Internal tandem duplications (ITDs) of the FLT3 gene have been observed in about 35% of APL cases. If FLT3-ITD is associated with a worse outcome in patients with acute myeloid leukemia (AML) in general, its prognostic value in acute promyelocytic leukemia (APL) is still a matter of debate. We investigated incidence, associated clinical features, and prognostic implication of FLT3-ITD, but also FLT3-D835 point mutation and N-Ras or K-Ras mutations in 119 APL patients, all prospectively enrolled in the two consecutive APL-93 and APL-2000 trials. Mutation incidences were 38, 20, and 4%, for FLT3-ITD, FLT3-D835, and Ras, respectively. The presence of FLT3-ITD was associated with high white blood cell count, high Sanz index, M3-variant subtype, and V/S PML-RARα isoforms. Complete remission (CR), induction death, and death in CR rates were not affected by FLT3 or Ras mutations, as well as cumulative incidence of relapse. However, a trend for a shorter overall survival (P=0.09) was observed in FLT3-ITD patients, because of a very poor postrelapse survival (P=0.02). This feature, which has been also reported in patients with AML in general, is suggestive of an underlying genetic instability in FLT3-ITD patients, leading to the acquisition of additional unknown bad-prognosis gene mutations at relapse.

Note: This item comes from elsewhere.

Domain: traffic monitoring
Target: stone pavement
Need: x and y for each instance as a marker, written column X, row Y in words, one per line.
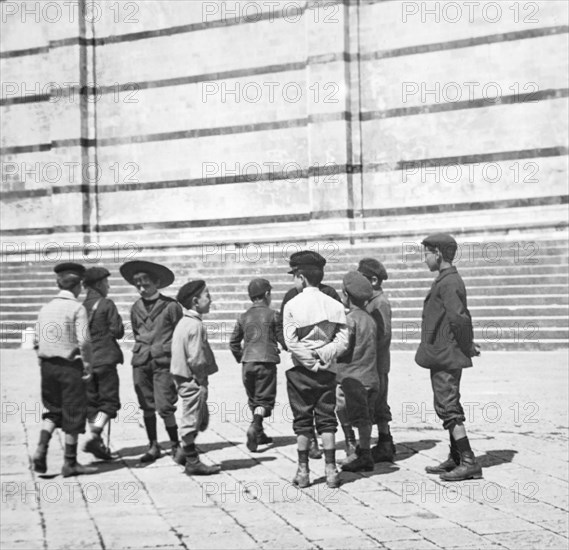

Recent advances in the knowledge of molecular events leading to acute myeloid leukemia (AML) genesis include the description of activating mutations involving genes coding for class III tyrosine kinase receptors, such as c-Fms, c-Kit, and FLT3 or signal transduction molecules, such as K-Ras and H-Ras. Activating mutations of the FLT3 gene have been reported in nearly 20% of adult and pediatric AML,1 while N-Ras or K-Ras mutations are found in about 15–20% of cases tested.2, 3, 4
Usually, FLT3 mutated gene presents an internal tandem duplication (ITD) of the juxtamembrane (JM) domain-coding sequence, which frequently involve exon 14 and eventually intron 14 or exon 15.5, 6 Activating point mutations within the A-loop of FLT3 have also been reported in AML, either in full articles7, 8, 9, 10, 11 or abstracts (Thiede et al, Blood 2003; 102: 606a; abstract) (Schittenhelm et al, Blood 2003; 102: 204b; abstract), even if with lower incidences. These mutations are mainly located in D835, but also in I836, Y842, or D853. Interestingly, a higher frequency of FLT3-ITD and FLT3-D835 mutations is found in AML cases with a normal karyotype8, 12, 13, 14, 15, 16 or carrying the t(6;9) translocation,13 as well as in the acute promyelocytic leukemia (APL) subset (AML-M3 and M3-variant in the French–American–British (FAB) classification).13, 17, 18, 19 Partial duplications of the MLL gene are frequently associated with FLT3-ITDs,20, 21 suggesting a common mechanistic basis.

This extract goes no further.